Il y avait chez lui une intuition du temps long. Une manière de percevoir les fractures avant qu’elles ne deviennent visibles. Bien avant que les tragédies de l’émigration irrégulière ne s’imposent comme une crise majeure, il en avait déjà identifié les racines profondes : la perte de repères, le déséquilibre entre désir et devoir, l’effritement des solidarités. Mais jamais il ne s’est enfermé dans une posture de dénonciation. Il invitait à comprendre, à assumer, à reconstruire. Sa pensée n’était pas une condamnation du monde, mais une tentative de le réorienter.

Ce qui rend son héritage particulièrement singulier, c’est aussi sa manière d’enseigner. Serigne Cheikh Ahmed Tidiane Sy Al Maktoum n’imposait pas, il éveillait. Il ne culpabilisait pas, il responsabilisait.
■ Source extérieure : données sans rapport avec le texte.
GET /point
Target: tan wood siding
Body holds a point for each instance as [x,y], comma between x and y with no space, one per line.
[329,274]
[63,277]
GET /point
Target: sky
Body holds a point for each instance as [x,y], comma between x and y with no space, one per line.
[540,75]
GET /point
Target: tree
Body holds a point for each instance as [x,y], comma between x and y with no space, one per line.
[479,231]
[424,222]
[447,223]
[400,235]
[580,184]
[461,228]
Il parlait aux hommes tels qu’ils sont, sans les idéaliser ni les juger. Il croyait profondément en leur capacité à s’élever, à condition d’être accompagnés vers cette élévation. Sa pédagogie était une invitation permanente à devenir meilleur, non par contrainte, mais par conscience.

Surnommé « Al Maktoum », le Pôle caché, il a également cultivé une part de mystère qui a nourri autant l’admiration que l’incompréhension. Ses retraites, ses silences, sa distance parfois déroutante, participaient d’une autre forme de présence. Une présence intérieure, moins visible mais peut-être plus profonde. Comme s’il rappelait, à sa manière, que tout ne se donne pas immédiatement à voir, que certaines vérités exigent du temps, du recul, du silence.
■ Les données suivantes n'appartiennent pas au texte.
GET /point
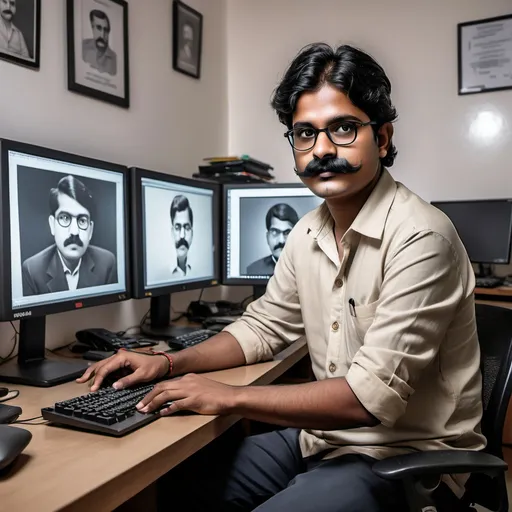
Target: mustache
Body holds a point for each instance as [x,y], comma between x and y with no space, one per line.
[330,164]
[182,243]
[74,240]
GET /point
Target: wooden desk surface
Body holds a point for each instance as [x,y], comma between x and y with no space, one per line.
[64,469]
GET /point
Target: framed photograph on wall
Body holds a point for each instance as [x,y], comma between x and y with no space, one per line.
[20,31]
[187,30]
[485,55]
[98,63]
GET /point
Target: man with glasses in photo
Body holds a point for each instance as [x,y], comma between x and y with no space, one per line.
[378,283]
[71,263]
[279,220]
[182,221]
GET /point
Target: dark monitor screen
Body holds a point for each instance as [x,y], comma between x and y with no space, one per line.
[257,221]
[64,232]
[484,226]
[176,233]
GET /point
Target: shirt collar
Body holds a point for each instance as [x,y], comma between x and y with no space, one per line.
[66,269]
[370,220]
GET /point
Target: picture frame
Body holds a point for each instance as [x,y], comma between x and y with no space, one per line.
[484,55]
[187,32]
[98,54]
[23,46]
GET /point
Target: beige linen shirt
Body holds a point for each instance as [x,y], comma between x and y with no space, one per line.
[395,317]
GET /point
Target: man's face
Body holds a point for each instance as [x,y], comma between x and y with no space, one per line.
[7,9]
[319,109]
[182,232]
[100,32]
[277,235]
[72,228]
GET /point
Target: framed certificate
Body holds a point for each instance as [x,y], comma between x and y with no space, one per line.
[485,55]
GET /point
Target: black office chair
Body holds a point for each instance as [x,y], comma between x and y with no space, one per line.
[421,472]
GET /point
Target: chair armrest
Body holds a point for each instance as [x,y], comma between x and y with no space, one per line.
[438,462]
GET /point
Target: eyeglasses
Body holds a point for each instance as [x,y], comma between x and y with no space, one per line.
[340,133]
[65,219]
[178,227]
[274,232]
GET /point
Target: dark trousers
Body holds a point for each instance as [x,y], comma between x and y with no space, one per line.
[267,473]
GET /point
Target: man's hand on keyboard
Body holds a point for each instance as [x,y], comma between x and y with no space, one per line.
[145,368]
[190,393]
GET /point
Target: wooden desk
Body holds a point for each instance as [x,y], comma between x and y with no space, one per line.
[64,469]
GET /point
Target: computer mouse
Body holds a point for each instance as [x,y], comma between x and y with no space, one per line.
[13,441]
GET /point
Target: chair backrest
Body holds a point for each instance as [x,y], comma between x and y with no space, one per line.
[494,325]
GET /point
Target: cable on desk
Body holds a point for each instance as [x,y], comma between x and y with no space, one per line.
[29,421]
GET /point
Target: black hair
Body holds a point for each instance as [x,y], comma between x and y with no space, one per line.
[96,13]
[180,204]
[75,189]
[282,211]
[351,71]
Depuis sa disparition en 2017, Serigne Cheikh Ahmed Tidiane Sy Al Maktoum n’a pas quitté le monde des vivants. Il y demeure autrement. Dans les mots qui circulent, dans les consciences qu’il a éveillées, dans l’héritage que prolonge Serigne Moustapha Sy. Mais surtout dans cette manière singulière d’habiter la foi sans fuir le monde.
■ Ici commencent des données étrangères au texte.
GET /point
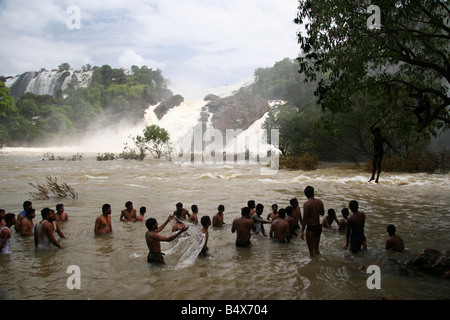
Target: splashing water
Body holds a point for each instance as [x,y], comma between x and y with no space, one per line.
[188,245]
Dans une époque traversée par les incertitudes, les fractures et les pertes de sens, sa pensée apparaît comme une respiration. Elle ne propose pas de solutions faciles. Elle appelle à un effort intérieur. Elle rappelle que l’homme ne se mesure pas à ce qu’il possède, mais à ce qu’il devient. Que la foi n’est pas une échappatoire, mais une responsabilité.

Ainsi, célébrer son centenaire ne consiste pas seulement à se souvenir. C’est accepter d’être interpellé. C’est entendre, à travers le silence des années, cette exigence intacte : vivre pleinement, croire lucidement, agir justement. Parce qu’au fond, Serigne Cheikh Ahmed Tidiane Sy Al Maktoum n’est pas seulement une figure du passé. Il est une présence qui oblige, une lumière qui continue de montrer le chemin.